The European Space Agency (ESA) has selected Siemens Digital Industries Software to develop aerospace design applications for metal additive manufacturing (AM) as part of the Design4AM project. During the two-year collaboration, Siemens and Sonaca aim to validate a process for using Siemens’ comprehensive AM software to design and produce optimized, lightweight structural parts for space applications.
“AM can help ESA reshape everything for optimal performance at reduced cost, in comparison to traditional manufacturing methods that require multiple steps, tools, and treatments to achieve the desired outcome,” says Didier Granville, RTD projects manager, Siemens. “Working with Sonaca, we will be able to help ESA take advantage of AM to deliver high-performance structures capable of withstanding the extreme forces that occur during space satellite launches.”

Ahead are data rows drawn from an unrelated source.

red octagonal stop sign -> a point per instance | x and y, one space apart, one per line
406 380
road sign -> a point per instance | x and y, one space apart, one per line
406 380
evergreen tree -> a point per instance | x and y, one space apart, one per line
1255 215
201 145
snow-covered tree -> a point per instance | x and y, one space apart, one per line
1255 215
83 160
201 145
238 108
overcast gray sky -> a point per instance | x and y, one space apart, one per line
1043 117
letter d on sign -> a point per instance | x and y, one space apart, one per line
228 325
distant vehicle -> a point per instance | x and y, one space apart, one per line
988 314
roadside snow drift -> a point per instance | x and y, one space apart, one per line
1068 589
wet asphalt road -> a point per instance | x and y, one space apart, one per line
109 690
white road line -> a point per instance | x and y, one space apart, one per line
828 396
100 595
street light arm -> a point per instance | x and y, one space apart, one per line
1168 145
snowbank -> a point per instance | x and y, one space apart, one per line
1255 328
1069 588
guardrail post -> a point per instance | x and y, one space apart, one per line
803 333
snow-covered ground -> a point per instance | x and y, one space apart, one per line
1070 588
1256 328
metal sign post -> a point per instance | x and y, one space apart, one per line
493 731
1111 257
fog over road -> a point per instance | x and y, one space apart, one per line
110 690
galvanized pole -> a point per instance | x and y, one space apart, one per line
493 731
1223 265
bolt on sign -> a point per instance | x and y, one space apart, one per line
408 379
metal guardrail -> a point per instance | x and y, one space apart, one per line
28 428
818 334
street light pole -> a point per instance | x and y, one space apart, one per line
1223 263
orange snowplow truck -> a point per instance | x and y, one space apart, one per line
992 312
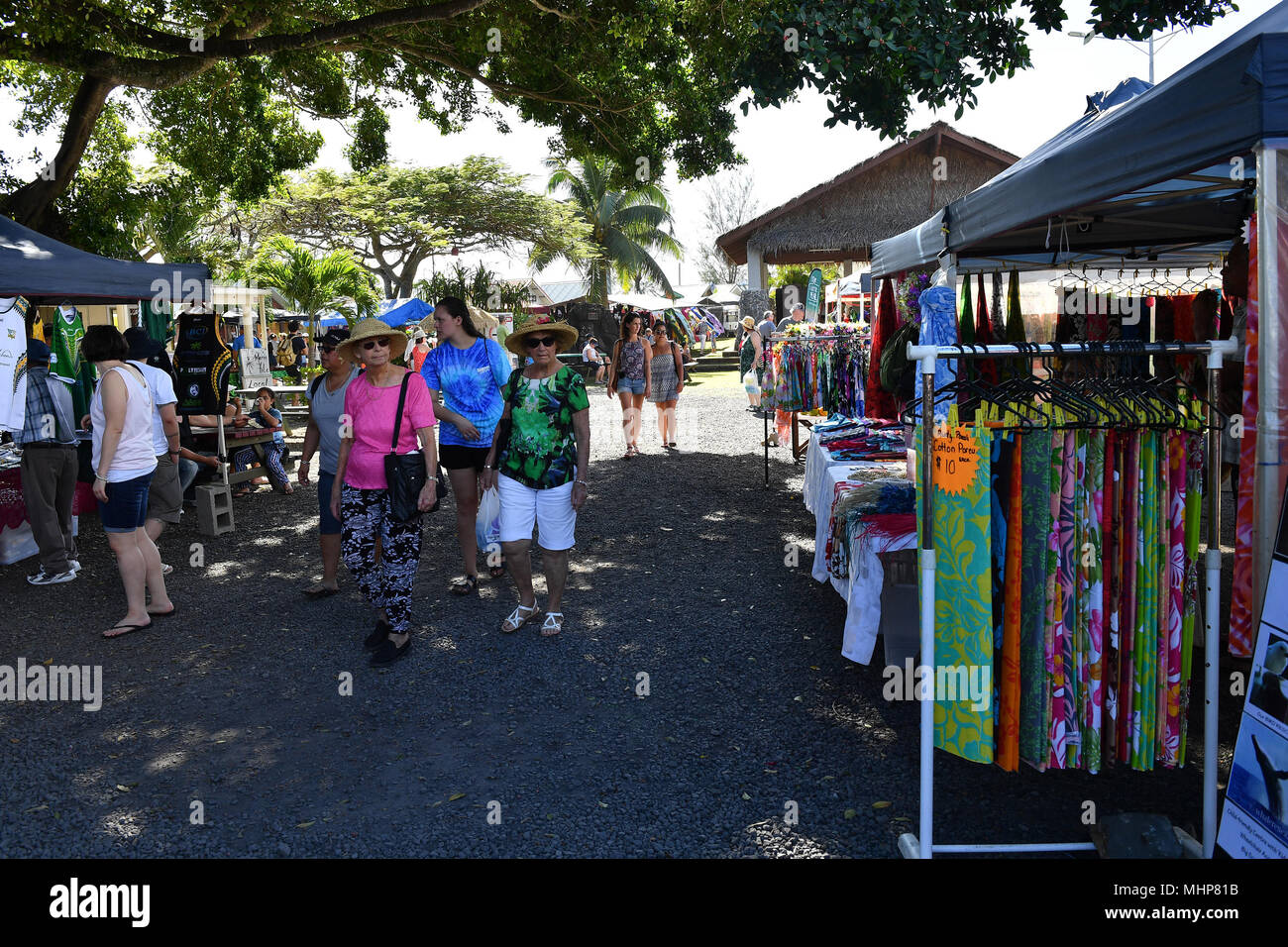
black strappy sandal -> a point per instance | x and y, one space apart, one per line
464 586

Stratasys extends partnership with Boom Supersonic
With an extended 7-year partnership, Boom Supersonic is using the Stratasys F900 3D printer with the Aircraft Interiors Solution (AIS) package to create 3D-printed parts for XB-1, the company’s supersonic demonstrator aircraft, and eventually for its Overture Mach-2.2 commercial airliner. The AIS package improves mechanical properties, enables repeatable development of aircraft production parts, and provides a faster, more streamlined approach to qualify parts for aircraft installation.
“Working together, our teams have put the technology to work for efficient, reliable and repeatable prototypes, tooling, and jigs and fixtures,” says Stratasys President Americas Rich Garrity. “Now, we’re ready to go further – for strong, durable, lightweight production-grade aircraft parts.”
The Stratasys F900 3D printer can handle complex production manufacturing needs, using a wide range of thermoplastics to produce parts that can endure extreme heat, caustic chemicals, and high-impact applications.
XB-1 is expected to roll out later this year and fly supersonically in 2020. Overture is in development with consumer travel expected in the mid-2020s.
Oerlikon, MT Aerospace partner for AM solutions
Oerlikon AM and MT Aerospace are working to accelerate the use of additive parts in the aerospace and defense industries, bringing efficiency and cost savings by providing end-to-end additive manufacturing (AM) solutions to customers.
In addition to MT Aerospace’s ability to design highly stressed and lightweight metal structures and Oerlikon’s materials, design, 3D-printing, and post-processing capabilities, the partnership offers aerospace customers a notable advantage by realizing synergies between construction/design, manufacturing, and part inspection and qualification.
“With their bundled expertise, the two partner companies cover the entire value chain from component design and manufacturing to testing and qualification,” says Hans J. Steininger, CEO of MT Aerospace. “We can offer customers a one-stop shop solution from product specification to the finished, qualified part.”
GKN Aerospace expands Pratt & Whitney contract
GKN Aerospace has expanded its risk and revenue sharing partnership (RRSP) with Pratt & Whitney for the PW1500G and PW1900G engines, adding the fabricated fan case mount ring and fan spacer to its workshare. These systems will feature GKN Aerospace additive manufacturing (AM) and composite technologies and reinforce the company’s role as a long-term supplier of Pratt & Whitney engine components.
The original RRSP agreement for the PW1900G engine (used Embraer’s E190-E2 aircraft) and the PW1500G engine (used Airbus’ A220 aircraft) represents a share in the engine program. GKN Aerospace is responsible for the design and manufacture of the turbine exhaust case and intermediate compressor case, along with the manufacture of the engine’s low-pressure turbine shaft.
GKN Aerospace also has component RRSPs with Pratt & Whitney for the PW1100G-JM engine (used in Airbus’ A320neo family aircraft) and the PW1200G engine (used in Mitsubishi’s Regional Jet aircraft).